Technical data

Table Of Contents
FBs for Cyclical Access to User Data according to the PNO
System Software for S7-300/400 System and Standard Functions - Volume 1/2
18-4
A5E00709327-01
18.4 Read a Part of the Inputs of a DP Standard
Slave/PROFINET IO Device with FB 22 "GETIO_PART"
Description
With the FB 22 "GETIO_PART" you consistently read a part of the process image
area belonging to a DP standard slave/PROFINET IO device. In doing so, FB 22
calls the SFC 81 "UBLKMOV".
Note
You must assign a process image partition for inputs to the OB in which FB 22
"GETIO_PART" is called. Furthermore, before calling FB 22 you must add the
associated DP standard slave or the associated PROFINET IO device to this
process image partition for inputs. If your CPU does not recognize any process
image partitions or you want to call FB 22 in OB 1, you must add the associated
DP standard slave or the associated PROFINET IO device to this process image
partition for inputs before calling FB 22.
You use the OFFSET and LEN parameters to specify the portion of the process
image area to be read for the components addressed by means of their ID.
If there was no error during the data transmission, ERROR receives the value
FALSE, and the data that have been read are entered in the target area indicated
by INPUTS.
If there was an error during the data transmission, ERROR receives the value
TRUE, and STATUS receives the SFC 81 error information "UBLKMOV".

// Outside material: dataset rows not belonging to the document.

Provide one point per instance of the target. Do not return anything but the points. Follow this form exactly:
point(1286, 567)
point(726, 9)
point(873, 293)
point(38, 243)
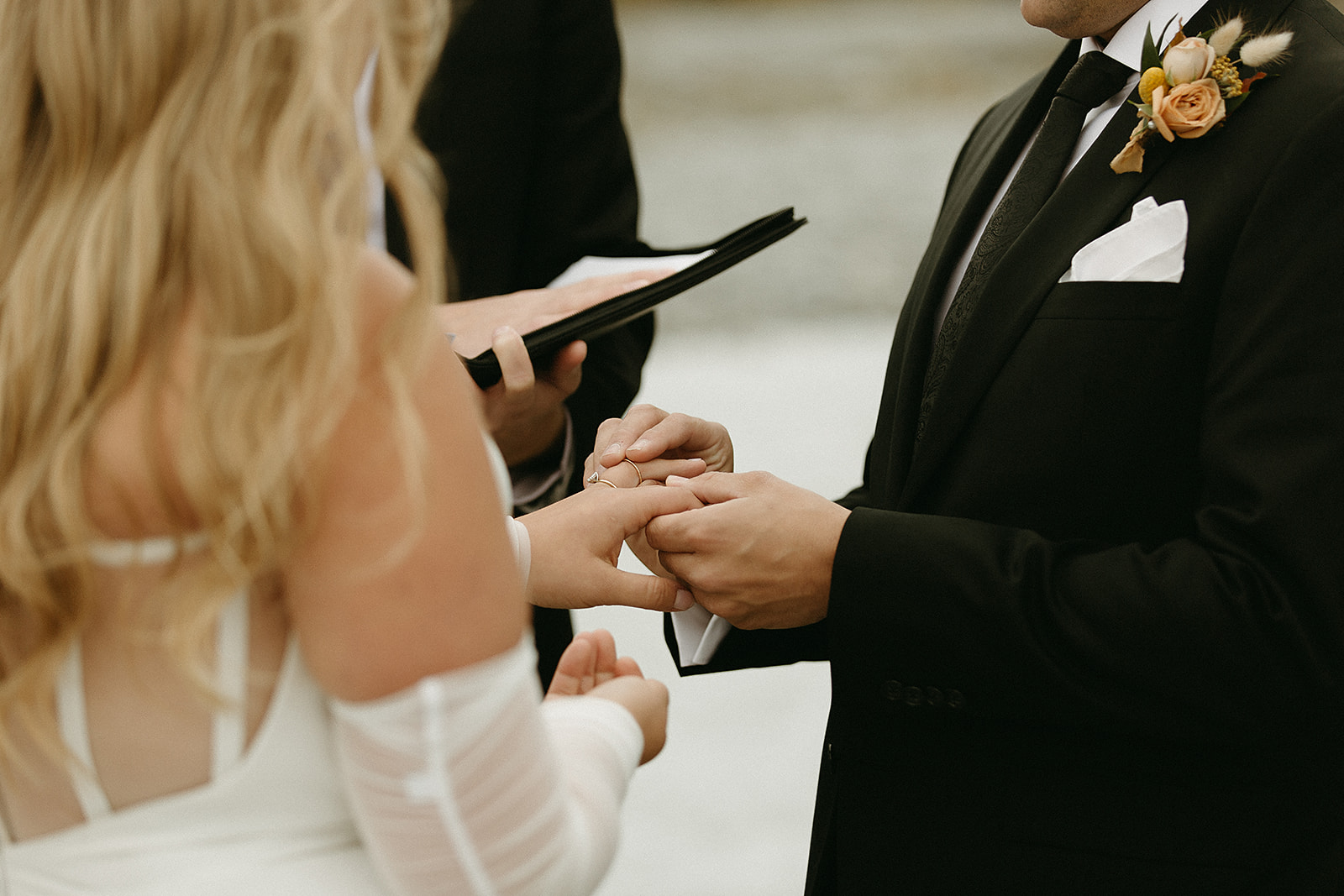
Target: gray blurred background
point(851, 112)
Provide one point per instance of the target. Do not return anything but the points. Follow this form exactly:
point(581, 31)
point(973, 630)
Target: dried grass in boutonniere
point(1191, 87)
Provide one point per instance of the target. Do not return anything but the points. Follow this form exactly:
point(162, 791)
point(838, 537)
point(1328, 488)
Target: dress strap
point(228, 730)
point(74, 730)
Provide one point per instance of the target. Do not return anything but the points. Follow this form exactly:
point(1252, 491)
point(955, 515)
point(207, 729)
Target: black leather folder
point(606, 316)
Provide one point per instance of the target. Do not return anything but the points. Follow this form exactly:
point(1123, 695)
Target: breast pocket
point(1112, 301)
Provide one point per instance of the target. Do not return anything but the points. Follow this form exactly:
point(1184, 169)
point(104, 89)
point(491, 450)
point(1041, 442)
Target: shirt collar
point(1128, 43)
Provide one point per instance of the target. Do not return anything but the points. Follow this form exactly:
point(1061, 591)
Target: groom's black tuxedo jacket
point(1088, 633)
point(524, 118)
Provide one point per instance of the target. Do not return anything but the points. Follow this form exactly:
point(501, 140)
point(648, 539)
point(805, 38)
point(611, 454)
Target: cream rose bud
point(1189, 60)
point(1189, 109)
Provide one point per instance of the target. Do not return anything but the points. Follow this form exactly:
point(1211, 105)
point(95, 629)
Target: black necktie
point(1093, 80)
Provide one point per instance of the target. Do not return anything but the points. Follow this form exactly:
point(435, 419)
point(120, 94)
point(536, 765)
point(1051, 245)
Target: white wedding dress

If the target area (INPUTS parameter) is smaller than LEN, then as many bytes as
INPUTS can accept are transferred. ERROR receives the value FALSE. If the
target area is greater than LEN, then the first LEN bytes in the target area are
written. ERROR receives the value FALSE.
Note
The FB 22 "GETIO_PART" does not check the process image for inputs for
delimiters between data belonging to different PROFIBUS DP or PROFINET IO
components. Because of this, you yourself must make sure that the process image
area specified by means of OFFSET and LEN belongs to one component. Reading
of data for more than one component cannot be guaranteed for future systems and
compromises the transferability to systems from other manufacturers.